‘247°F’ Review
Stars: Scout Taylor-Compton, Christina Ulloa, Travis Van Winkle, Michael Copon, Tyler Mane | Written by Lloyd S. Wagner | Directed by Levan Bakhia & Beqa Jguburia
Supposedly based on true events that took place in Georgia, 247°F tells the story of Jenna who, still struggling to come to terms with the tragic death of her boyfriend in a car accident, joins her best friend since childhood, good-time party girl Renee, for a carefree weekend away at a remote lakeside cabin along with her jock boyfriend, Michael, and his best buddy, Ian. But the promised weekend of partying, boozing and chilling soon turns into a nightmare when three of the group find themselves inexplicably locked in the cabin’s sauna with no apparent way out.
Let’s keep this short and sweet, 247°F is the antithesis of Adam Green’s superb Frozen.
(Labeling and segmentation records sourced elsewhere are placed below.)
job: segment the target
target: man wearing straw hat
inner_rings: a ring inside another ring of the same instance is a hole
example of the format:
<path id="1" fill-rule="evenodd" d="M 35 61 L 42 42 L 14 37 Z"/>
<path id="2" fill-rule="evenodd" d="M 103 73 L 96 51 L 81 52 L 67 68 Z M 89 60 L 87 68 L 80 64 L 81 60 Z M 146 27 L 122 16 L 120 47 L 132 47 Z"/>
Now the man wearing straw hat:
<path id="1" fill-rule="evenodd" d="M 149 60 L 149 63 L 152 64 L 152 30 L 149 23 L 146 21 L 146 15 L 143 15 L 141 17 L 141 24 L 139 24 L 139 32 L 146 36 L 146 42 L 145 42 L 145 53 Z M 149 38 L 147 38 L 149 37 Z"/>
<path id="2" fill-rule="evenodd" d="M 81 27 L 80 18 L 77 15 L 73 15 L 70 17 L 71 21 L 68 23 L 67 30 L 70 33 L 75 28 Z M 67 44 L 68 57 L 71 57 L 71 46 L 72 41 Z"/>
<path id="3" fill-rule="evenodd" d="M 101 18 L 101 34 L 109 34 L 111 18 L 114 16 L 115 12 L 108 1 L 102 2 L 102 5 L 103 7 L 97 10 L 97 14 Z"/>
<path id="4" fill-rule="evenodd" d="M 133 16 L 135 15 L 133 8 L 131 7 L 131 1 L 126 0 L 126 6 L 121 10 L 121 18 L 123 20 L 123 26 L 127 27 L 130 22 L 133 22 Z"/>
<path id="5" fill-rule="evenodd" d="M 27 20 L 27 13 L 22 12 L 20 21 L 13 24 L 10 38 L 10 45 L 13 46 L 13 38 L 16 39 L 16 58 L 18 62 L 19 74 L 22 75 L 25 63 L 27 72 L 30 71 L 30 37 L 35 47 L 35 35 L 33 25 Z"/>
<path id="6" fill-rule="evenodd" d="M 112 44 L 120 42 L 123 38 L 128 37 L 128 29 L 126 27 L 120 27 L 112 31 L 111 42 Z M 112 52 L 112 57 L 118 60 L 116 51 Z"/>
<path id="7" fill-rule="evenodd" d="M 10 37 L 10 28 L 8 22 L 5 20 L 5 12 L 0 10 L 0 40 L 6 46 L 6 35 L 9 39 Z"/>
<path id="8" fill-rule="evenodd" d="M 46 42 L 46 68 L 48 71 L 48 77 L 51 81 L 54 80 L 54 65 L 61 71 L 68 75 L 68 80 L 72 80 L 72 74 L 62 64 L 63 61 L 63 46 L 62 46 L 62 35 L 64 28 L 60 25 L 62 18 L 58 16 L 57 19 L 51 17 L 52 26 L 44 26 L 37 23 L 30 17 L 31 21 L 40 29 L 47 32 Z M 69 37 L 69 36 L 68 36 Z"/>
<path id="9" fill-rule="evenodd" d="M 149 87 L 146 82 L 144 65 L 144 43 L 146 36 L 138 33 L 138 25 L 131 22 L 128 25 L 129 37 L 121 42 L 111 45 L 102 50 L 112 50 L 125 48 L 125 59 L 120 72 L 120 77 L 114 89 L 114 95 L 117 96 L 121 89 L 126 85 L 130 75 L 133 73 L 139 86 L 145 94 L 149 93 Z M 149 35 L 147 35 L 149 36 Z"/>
And not just because it deals with hot temperatures… Whereas Green’s film set up a claustrophobic atmosphere in wide opening surroundings, directors Levan Bakhia and Beqa Jguburia fail to capture any sense of claustrophobia in the small surroundings of a sauna room! Where Adam got the best performances from his small cast of three, Bakhia and Jguburia fail to even compose a decent story in which their cast can act – that’s if their cast could act.
Yes, none of the actors in 247°F give anything like a believable performance in the slightest. Wannabe scream queen Scout Taylor-Compton (she of Rob Zombie’s Halloween flicks), is a wooden as the sauna room the film inhabits, as are the rest of her sweaty roommates – the acting is so unconvincing there’s absolutely no room to build any sort of dramatic tension. Not once do you believe the trio are in peril. Which ruins the entire movie!
247°F pales in comparison to the aforementioned Frozen, or other similar genre films such as Open Water and The Reef and is undoubtedly only for those completists who must see every isolation-themed claustrophobic horror they possibly can.
247°F is released on DVD on Blu-ray on March 18th by Anchor Bay UK.